O principal problema dos norte-americanos -que chegam ao exagero de extirpar os seios preventivamente- são as seguradoras de saúde. Teme-se que elas comecem a exigir exames de DNA para fazer o plano, que cobrem mais caro dos que apresentam alguma predisposição genética ou que se recusem a dar cobertura para pessoas com distúrbios hereditários graves.
O jornal "The New York Times" trouxe em fevereiro a história de uma mulher, não-identificada, que testou positivo para o gene de câncer de mama e decidiu retirar preventivamente os dois seios.

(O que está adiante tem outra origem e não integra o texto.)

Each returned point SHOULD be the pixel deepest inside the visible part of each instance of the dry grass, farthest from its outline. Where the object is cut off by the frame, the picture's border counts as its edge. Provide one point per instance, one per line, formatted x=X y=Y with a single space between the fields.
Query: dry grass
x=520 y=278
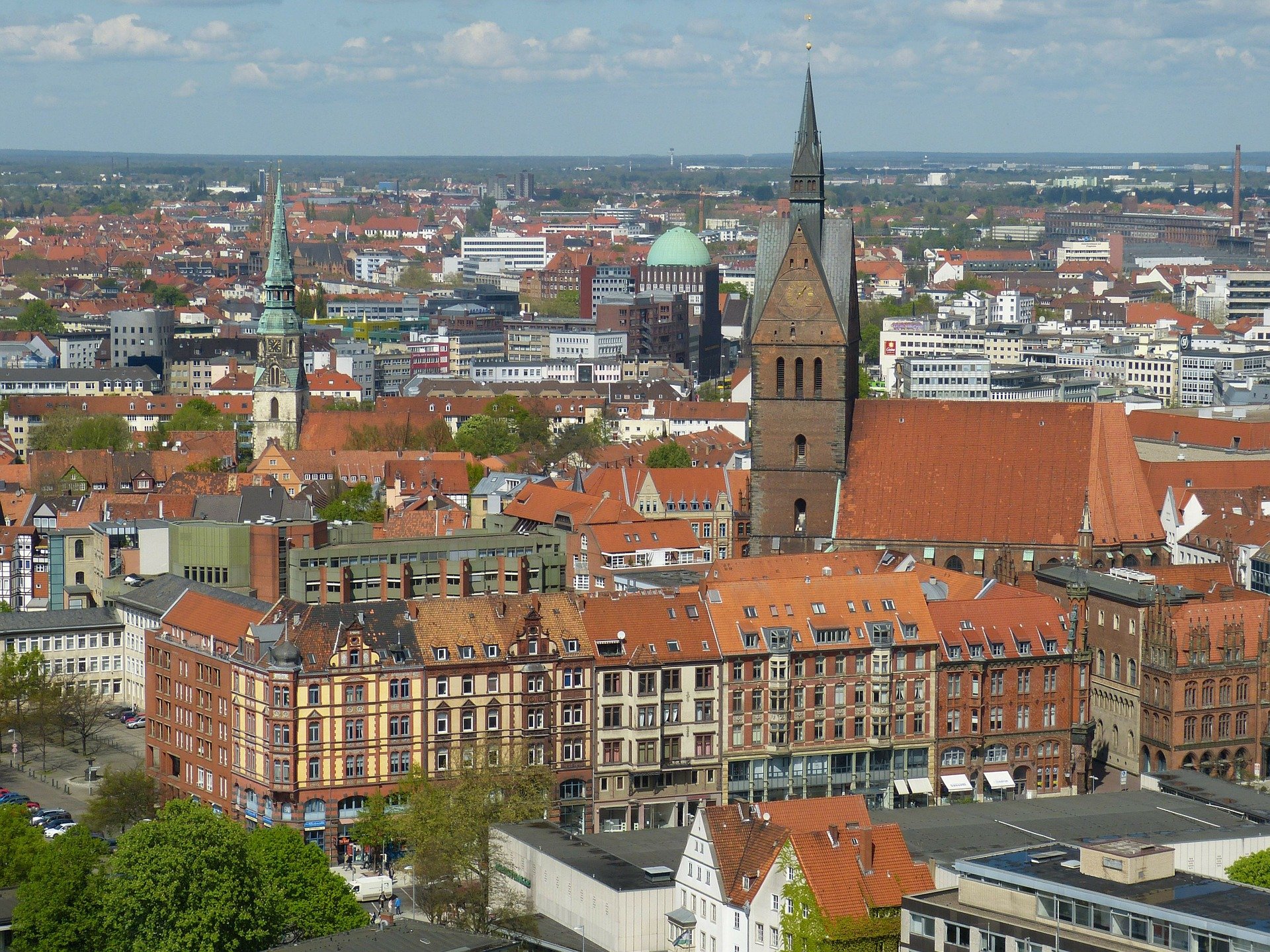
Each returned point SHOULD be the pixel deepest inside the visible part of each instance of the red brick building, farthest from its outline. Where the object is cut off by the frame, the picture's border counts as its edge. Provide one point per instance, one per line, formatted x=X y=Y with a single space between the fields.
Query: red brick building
x=1014 y=689
x=1206 y=685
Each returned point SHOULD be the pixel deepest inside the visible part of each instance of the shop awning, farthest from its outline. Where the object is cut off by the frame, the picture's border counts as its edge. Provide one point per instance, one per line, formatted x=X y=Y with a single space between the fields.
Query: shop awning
x=958 y=783
x=999 y=779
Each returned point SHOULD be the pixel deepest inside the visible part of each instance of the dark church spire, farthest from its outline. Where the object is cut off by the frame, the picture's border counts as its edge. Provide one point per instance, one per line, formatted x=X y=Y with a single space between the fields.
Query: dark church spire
x=807 y=173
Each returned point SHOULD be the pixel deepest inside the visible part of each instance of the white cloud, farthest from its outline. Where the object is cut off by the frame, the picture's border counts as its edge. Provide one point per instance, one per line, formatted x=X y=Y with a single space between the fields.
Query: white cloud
x=249 y=74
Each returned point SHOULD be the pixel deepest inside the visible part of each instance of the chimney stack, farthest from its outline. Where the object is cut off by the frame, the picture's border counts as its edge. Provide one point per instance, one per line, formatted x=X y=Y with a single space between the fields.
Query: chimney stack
x=1238 y=216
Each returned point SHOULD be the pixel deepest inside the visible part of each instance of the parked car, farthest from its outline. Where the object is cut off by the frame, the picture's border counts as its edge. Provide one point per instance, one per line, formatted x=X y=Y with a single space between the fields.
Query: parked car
x=370 y=888
x=42 y=818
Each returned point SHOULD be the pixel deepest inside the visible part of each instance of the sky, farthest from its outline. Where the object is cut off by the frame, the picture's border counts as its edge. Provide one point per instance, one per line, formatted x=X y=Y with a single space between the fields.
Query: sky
x=633 y=77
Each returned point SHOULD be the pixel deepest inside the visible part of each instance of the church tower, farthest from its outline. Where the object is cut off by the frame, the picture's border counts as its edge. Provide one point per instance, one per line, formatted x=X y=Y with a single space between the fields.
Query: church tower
x=804 y=389
x=280 y=396
x=804 y=351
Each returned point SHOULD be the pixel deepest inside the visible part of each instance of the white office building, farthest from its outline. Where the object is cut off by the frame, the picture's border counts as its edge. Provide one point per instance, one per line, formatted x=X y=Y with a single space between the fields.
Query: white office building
x=520 y=252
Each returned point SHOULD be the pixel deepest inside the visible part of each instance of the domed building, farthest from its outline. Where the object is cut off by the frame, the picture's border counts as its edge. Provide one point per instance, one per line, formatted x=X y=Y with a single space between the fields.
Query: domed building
x=679 y=247
x=679 y=262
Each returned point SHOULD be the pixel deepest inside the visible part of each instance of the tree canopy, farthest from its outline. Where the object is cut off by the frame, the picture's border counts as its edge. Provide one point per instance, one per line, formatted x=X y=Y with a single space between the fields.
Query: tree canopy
x=169 y=296
x=669 y=456
x=121 y=799
x=1253 y=870
x=40 y=317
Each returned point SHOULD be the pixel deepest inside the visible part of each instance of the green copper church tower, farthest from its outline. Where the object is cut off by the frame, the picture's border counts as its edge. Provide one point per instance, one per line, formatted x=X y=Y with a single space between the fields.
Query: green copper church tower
x=280 y=396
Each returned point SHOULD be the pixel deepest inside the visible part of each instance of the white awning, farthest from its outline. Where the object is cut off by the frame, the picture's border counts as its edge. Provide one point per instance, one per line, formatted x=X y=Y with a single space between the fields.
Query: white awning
x=999 y=779
x=958 y=783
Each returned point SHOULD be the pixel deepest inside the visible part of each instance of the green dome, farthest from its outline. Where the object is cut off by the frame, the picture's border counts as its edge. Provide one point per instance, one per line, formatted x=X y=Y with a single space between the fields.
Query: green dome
x=679 y=247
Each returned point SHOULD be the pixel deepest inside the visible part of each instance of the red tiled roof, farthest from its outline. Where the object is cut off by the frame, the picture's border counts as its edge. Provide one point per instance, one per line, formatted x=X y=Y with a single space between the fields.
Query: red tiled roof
x=970 y=472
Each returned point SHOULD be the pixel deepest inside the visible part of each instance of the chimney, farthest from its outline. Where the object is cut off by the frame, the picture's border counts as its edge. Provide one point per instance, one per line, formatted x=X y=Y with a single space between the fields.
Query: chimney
x=1236 y=216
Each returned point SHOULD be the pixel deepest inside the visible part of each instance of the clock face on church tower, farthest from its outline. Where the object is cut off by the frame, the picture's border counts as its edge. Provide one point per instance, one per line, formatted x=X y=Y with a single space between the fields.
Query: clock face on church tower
x=800 y=294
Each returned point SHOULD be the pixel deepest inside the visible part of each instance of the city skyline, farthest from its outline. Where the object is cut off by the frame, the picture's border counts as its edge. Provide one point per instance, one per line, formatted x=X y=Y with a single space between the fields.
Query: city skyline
x=432 y=78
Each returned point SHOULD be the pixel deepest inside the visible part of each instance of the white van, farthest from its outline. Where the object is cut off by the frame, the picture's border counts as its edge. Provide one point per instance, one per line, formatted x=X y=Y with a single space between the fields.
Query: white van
x=371 y=888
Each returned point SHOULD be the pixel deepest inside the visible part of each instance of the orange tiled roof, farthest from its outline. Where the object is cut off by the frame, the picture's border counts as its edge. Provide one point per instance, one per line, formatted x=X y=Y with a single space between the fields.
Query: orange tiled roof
x=927 y=470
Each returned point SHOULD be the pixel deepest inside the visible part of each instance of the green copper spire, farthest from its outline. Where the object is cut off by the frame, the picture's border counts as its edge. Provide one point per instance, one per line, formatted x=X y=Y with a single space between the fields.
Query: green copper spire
x=280 y=281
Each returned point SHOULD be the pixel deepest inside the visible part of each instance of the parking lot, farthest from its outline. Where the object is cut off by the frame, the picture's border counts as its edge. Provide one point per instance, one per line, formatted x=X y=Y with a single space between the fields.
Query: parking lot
x=56 y=777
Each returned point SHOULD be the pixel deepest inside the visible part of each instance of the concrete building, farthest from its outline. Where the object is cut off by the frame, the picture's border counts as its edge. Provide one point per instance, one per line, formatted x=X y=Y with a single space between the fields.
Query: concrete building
x=620 y=887
x=520 y=252
x=1121 y=895
x=143 y=339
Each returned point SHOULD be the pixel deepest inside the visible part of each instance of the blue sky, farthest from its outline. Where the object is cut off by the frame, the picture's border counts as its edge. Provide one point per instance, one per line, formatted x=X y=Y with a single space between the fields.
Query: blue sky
x=621 y=77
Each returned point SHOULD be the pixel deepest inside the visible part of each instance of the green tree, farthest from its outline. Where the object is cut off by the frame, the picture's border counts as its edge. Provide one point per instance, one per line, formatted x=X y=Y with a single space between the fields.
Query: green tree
x=357 y=505
x=40 y=317
x=169 y=296
x=310 y=900
x=183 y=884
x=669 y=456
x=1253 y=870
x=447 y=829
x=21 y=845
x=121 y=799
x=486 y=436
x=59 y=904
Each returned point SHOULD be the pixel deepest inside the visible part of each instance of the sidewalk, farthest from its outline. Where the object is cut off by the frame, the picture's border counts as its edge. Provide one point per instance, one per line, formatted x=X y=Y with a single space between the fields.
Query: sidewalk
x=56 y=777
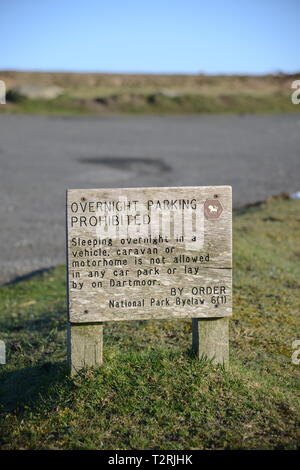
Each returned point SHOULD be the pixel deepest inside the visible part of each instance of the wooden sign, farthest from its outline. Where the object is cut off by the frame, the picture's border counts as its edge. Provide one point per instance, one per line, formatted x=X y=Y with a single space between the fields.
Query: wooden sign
x=149 y=253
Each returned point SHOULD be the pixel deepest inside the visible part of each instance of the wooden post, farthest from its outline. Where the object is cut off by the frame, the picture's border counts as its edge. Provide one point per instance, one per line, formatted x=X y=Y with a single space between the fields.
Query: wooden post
x=84 y=345
x=210 y=339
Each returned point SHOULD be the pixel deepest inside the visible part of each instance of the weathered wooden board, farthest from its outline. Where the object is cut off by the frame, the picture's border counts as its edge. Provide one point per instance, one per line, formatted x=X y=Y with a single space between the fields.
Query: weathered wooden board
x=120 y=269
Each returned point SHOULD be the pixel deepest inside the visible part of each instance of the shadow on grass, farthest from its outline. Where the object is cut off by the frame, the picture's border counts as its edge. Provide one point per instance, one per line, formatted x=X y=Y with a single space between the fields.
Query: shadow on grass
x=29 y=275
x=25 y=386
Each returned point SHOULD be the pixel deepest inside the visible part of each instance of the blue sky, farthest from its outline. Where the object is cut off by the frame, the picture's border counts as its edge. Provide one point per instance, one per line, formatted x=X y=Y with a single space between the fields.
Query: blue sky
x=166 y=36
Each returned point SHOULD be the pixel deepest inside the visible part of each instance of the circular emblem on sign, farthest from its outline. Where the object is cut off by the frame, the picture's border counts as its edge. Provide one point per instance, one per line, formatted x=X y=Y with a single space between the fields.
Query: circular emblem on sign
x=212 y=208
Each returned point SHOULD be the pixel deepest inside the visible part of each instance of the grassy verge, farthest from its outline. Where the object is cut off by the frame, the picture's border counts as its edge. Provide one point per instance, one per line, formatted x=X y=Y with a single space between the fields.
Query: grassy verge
x=151 y=393
x=102 y=94
x=243 y=103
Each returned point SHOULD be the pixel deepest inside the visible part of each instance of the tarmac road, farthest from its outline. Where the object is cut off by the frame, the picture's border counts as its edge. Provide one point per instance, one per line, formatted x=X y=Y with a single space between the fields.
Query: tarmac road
x=42 y=156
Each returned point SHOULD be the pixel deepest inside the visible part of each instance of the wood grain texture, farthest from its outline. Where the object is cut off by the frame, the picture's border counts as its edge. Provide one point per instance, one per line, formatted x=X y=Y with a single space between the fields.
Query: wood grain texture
x=113 y=299
x=84 y=346
x=211 y=339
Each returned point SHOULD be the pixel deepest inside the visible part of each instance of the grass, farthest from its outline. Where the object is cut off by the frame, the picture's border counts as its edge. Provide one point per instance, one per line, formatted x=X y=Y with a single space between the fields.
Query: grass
x=102 y=94
x=151 y=393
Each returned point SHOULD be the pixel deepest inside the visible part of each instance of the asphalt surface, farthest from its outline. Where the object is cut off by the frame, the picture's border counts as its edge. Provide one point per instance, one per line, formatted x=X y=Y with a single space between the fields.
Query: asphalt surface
x=42 y=156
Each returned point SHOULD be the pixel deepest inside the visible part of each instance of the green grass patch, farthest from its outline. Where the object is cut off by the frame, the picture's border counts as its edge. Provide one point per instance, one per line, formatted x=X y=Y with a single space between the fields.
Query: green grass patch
x=151 y=393
x=143 y=103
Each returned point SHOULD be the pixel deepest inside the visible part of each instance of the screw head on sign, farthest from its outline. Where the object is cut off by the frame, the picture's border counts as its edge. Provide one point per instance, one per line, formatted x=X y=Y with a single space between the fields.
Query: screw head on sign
x=212 y=208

A seguradora não pagou a operação, alegando que a mulher tinha uma predisposição à doença quando fez seu plano de saúde. Ela fez a cirurgia assim mesmo e os patologistas descobriram depois, nos exames dos tecidos, um tumor maligno que não havia aparecido nas mamografias. "Nos EUA você pode até sobreviver ao câncer de mama, mas não sobrevive se não tiver um seguro saúde", disse ela.
Uma legislação federal regulamentando o assunto entrará em vigor em julho, mas, enquanto isso, os pacientes têm mantido os resultados dos exames em sigilo, impedindo os seus médicos inclusive de anotá-los nas suas fichas.